Ask HN:  How do you find a tech centric group of people outside of the valley? - frankydp


======
sagacity
Here is a list of actions I can think of (in no particular order):

1\. Check with (the IT/Computer departments of) local universities/colleges

2\. Find a few local computer/hardware/software/networking/web design shops
(via Yellow pages or online search) and check with them

3\. If all else fails, 'roll your own' :-). Sign up with Meetup.com and
form/announce a group meet (a few weeks forward) - the results might surprise
you; they sure did me once.

HTH

------
ch00ey
Have you thought about checking out Startup Digest
(<http://startupdigest.com>)? They have a bunch of cities listed there.

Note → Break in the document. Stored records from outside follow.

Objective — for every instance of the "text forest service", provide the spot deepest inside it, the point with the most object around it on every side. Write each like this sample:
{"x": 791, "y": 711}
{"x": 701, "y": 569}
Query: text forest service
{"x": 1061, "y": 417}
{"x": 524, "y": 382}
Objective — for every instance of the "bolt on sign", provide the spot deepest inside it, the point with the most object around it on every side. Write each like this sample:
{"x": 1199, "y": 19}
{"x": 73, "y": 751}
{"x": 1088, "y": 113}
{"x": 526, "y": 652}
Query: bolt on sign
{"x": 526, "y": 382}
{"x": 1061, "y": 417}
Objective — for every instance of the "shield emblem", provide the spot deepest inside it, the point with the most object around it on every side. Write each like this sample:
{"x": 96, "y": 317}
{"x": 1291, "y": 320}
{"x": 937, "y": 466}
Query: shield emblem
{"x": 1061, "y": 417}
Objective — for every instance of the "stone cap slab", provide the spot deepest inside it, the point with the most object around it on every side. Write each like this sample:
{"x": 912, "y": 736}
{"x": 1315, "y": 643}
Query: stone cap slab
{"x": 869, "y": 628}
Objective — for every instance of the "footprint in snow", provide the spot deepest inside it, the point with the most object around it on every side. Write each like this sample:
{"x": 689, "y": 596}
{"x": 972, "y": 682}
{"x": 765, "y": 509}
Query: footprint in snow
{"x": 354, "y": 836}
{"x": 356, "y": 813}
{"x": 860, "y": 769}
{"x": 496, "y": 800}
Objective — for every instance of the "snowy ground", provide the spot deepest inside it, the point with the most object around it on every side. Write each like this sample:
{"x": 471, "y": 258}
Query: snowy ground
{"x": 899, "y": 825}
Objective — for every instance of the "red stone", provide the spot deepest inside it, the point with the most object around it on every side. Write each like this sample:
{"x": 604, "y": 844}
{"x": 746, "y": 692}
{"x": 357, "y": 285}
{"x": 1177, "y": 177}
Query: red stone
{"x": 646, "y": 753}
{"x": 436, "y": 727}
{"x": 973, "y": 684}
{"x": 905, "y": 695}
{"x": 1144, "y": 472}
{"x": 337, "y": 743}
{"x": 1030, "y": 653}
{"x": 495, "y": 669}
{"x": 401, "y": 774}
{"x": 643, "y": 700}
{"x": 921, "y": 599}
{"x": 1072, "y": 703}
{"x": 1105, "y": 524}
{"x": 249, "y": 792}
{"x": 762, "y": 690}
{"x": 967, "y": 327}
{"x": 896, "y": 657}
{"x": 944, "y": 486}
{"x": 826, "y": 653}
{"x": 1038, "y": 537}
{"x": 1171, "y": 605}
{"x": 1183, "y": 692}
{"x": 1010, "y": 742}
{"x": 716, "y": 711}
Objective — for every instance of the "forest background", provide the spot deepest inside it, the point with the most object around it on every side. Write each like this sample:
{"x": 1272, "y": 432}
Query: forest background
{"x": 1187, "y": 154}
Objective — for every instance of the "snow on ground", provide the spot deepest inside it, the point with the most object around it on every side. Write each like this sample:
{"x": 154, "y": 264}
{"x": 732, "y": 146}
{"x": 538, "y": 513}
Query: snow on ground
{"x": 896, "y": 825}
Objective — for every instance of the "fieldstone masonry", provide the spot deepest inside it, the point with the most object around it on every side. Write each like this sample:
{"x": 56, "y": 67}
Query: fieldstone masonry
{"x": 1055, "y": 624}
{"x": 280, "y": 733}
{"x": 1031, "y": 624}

If your city isn't listed there you could always search the name of your city
in CrunchBase (<http://www.crunchbase.com>) and a you should find a bunch
people that way.

------
petercooper
Meetups have been my biggest success here in the rural UK. Find a BarCamp,
find a local tech mailing list, things like that. Even find a user group for a
technology you don't use and attend - you'll probably find people who attend
other local meetings you didn't know about.

Here in the north of the UK, the "Geekup" events and mailing list, Think
Visibility conference, iLinkoln and the NWRUG (a Ruby User Group) have been
most helpful in getting me "into the network" as it were.

------
gharbad
If you're in school, join one of the tech-centric clubs. Otherwise, scout
around for local or semi-local conferences/events.